Guerrilla Learning: How to give your kids a real education with or without school.

I am new to the homeschool idea, and my daugther is 15 and hates high school. I found so many useful ideas in this book that I recommend it to anyone considering homeschooling and obtaining a better education for their kids in general.

Beautifully written ... for anyone with kids

"This book helped me relax and do less about my kid--less worrying, less trying to cram information into him when he wasn't responding as I wanted him to. Using the approaches recommended by Llewellyn and Silver, I now have fun observing my little boy, guiding him gently, and enjoying his forays into the world as he explores and learns on his own."

Something Amiss in the Classroom?

For most of us who grew up inside a public educational institution, it is difficult to imagine alternatives. Indeed, it may difficult to imagine anything at all. After twelve (in my case 19) years of absract inundation, most of us have lost the trees in a forest of abstractions. We inhabit a vacuous matrix of unispired, cynical defeatism, where teachers can't level with us as human beings and test questions bear no resemblance to reality. Until graduation day, that is. Then the world opens up before us, free for the plunder of active, self-interested engagement. What if we had never left that world from start? What if from birth to grave our lives were naturally interesting and piquant? What if we didn't educate ourselves for the test, but instead focused on the context of our life and followed our natural curiosities? Einstein (a college drop-out) certainly thought this was the right approach to education: "It is in fact nothing short of a miracle that the modern methods of instruction have not yet strangle the holy curiosity of inquiry." This book a refreshing, imaginative, and likewise extremely practical guide to context-driven education. All my life I had been vexed with the notion that contemporary education is utterly wrongheaded and thwarting, but until now I had never had the language or facts to back up my intuitive, gut feeling. Whether you are thinking of making the great experimental leap and homeschooling your kids, or whether you simply want to better understand how to get the most out of your local educational institution, this book is essential. Although you cannot relive the wasted years, it will send you in the right direction for future learning, and help you give your children an education that will truly unlock their deepest potential. Isn't that what education is supposed to be about: unlocking our native potential and stimulating genuine growth? With this book the relationship between information and the world becomes transparent again, as it should have been from the very beginning.

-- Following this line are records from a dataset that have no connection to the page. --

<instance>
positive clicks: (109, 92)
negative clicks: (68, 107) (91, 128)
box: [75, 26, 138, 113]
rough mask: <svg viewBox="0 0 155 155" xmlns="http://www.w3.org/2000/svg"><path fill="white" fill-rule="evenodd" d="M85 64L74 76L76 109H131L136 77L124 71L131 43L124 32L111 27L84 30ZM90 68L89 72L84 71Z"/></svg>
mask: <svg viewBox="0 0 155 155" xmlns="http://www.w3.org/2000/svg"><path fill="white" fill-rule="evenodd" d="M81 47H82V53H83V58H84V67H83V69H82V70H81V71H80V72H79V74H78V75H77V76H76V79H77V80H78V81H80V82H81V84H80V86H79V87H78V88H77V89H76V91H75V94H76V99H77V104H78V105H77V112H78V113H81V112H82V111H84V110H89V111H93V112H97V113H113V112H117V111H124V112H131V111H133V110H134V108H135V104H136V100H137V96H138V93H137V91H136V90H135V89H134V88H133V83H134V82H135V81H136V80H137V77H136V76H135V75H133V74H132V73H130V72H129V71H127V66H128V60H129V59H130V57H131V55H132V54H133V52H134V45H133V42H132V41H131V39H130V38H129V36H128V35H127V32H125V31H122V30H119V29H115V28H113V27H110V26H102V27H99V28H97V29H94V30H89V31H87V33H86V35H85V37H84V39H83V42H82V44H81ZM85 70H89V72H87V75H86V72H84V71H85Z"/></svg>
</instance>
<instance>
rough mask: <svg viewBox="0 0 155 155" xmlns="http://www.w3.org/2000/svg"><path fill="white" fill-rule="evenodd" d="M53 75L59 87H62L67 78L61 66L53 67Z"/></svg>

"Guerrilla Learning" celebrates loving life and learning

While the book is about HOW your child(ren) can begin to love life and learning, whether enrolled in school or not, loving learning is presented in a much larger context: transforming your family relationships so that they themselves are based on love, trust, responsibility, and the love of learning. The authors lay out the characteristics of a child who is uninspired in or has been "turned off" by school. Because loving to learn develops in a family context, adult readers are asked to consider their own experiences as children when their own expressions of creativity were thwarted or interrupted. They are even encouraged to resume their own love-of-learning project. In five chapters, adults are quietly introduced to what it takes to support their childrens' innate curiosity and love of learning. The book does not preach, cajole, or seek to proselytize. Instead, it "merely" lays out some options for the characteristics of family life in which it is asserted that children learn and grow and love it. The book is beautifully written and some of the vignettes of real families taking a stand for their childrens' love of life and learning are inspirational. Finally, the authors say something important about the "standards" movement sweeping the country's schools: the tests which are implementing that movement have little or nothing to do with your kid's education. Of course, they, the authors, have a special definition of education and ask the reader to consider the schools' definitions. The pages of the book are poorly formatted, a matter I hope the publisher will correct in subsequent editions.